Les affaires grecques

Ici encore Rome voulut suivre la loi qu'elle s'imposait de ne pas s'établir en dehors de l'Italie et des îles italiennes. De tout le pays conquis elle ne garda que Céphallénie et Zacynthe, qui complétèrent à souhait la possession de Corcyre et des autres stations maritimes de la mer Adriatique. Elle abandonna le reste à ses alliés : toutefois les deux puissances les plus considérables, Philippe et les Achéens, ne se montrèrent en aucune façon satisfaites du lot qui leur échut. Pour Philippe, il avait grande raison de se plaindre. Il pouvait dire que dans la dernière grande guerre, son loyal appui avait principalement contribué à lever tous les obstacles, alors que les Romains luttaient bien moins contre l'ennemi que contre l'éloignement et les difficultés des communications. Le Sénat, reconnaissant la justesse de ses réclamations, lui donna quittance du tribut qu'il restait devoir, et lui renvoya ses otages; mais il espérait de grands accroissements de territoire, et son attente fut de ce côté trompée. Il eut pourtant le pays des Magnètes et Démétriade, enlevés par lui aux Etoliens, et il garda la possession de la Dolopie, de l'Athamanie, et d'une partie de la Thessalie, d'où il les avait aussi chassés. En Thrace, le pays du centre demeura assujetti à sa clientèle.
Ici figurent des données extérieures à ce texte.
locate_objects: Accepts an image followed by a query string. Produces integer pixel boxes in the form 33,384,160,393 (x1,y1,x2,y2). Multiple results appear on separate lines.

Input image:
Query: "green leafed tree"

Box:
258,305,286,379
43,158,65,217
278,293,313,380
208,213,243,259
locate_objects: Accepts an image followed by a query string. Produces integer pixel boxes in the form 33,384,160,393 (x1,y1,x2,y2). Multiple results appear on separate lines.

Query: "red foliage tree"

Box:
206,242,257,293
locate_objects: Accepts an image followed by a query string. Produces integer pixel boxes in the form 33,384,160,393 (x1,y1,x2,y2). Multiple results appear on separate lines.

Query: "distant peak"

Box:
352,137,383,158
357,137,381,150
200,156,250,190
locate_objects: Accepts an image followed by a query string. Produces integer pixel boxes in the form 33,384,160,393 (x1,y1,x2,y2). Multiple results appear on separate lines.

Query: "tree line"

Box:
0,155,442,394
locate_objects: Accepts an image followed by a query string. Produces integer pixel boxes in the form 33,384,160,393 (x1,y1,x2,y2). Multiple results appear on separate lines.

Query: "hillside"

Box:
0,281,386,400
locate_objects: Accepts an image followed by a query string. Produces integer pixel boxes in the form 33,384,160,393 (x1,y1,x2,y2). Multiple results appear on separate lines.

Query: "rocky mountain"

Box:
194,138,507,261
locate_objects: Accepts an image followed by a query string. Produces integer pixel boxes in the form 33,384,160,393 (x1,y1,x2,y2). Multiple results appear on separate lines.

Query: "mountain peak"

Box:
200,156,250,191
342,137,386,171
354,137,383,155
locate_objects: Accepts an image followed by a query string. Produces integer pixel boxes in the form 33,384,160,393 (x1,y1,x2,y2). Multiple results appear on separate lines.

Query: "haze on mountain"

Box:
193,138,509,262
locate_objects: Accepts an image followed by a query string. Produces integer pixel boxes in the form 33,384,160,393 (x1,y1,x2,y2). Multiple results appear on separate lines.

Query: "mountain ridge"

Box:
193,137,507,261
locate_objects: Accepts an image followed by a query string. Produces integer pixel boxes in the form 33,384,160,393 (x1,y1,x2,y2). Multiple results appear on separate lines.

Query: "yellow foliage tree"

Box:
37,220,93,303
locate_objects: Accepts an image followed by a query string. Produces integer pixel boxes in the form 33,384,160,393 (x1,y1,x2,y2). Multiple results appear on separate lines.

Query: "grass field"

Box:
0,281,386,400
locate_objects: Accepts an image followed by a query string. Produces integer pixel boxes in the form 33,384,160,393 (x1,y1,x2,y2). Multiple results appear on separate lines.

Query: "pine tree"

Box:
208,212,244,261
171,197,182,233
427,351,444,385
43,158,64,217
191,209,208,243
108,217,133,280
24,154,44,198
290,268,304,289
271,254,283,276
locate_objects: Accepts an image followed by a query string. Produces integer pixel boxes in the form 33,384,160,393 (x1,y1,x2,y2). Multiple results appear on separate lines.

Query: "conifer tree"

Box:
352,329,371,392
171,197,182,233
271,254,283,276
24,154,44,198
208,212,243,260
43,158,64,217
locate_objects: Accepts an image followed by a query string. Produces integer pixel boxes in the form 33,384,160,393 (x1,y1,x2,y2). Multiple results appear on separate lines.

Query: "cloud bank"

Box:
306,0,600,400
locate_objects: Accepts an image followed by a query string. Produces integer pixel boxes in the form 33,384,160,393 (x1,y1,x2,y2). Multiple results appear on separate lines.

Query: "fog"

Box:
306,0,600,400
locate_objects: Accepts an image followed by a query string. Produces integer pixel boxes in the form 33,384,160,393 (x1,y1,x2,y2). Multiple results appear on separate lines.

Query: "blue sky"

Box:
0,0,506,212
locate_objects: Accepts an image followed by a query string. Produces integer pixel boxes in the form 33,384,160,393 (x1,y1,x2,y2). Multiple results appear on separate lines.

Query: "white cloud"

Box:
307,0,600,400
Mais on ne décida rien à l'égard des villes des côtes et des îles de Thasos et de Lemnos, qui, de fait, étaient dans ses mains : la Chersonèse fut expressément donnée à Eumène; et il n'était que trop manifeste qu'en établissant ce dernier en Europe, les Romains avaient voulu qu'au besoin, il contînt non seulement l'Asie, mais aussi la Macédoine. De là, chez Philippe, roi d'humeur fière, et sous certains côtés, chevaleresque, une irritation toute naturelle. Les Romains pourtant n'agissaient pas ainsi par esprit de chicane : ils obéissaient aux nécessités fatales de la politique. La Macédoine expiait le tort d'avoir été un Etat de premier ordre, d'avoir lutté avec Rome à égalité de forces : aujourd'hui, bien plus que contre Carthage elle-même, il fallait prendre des gages contre Philippe, et l'empêcher de reconquérir son ancienne puissance.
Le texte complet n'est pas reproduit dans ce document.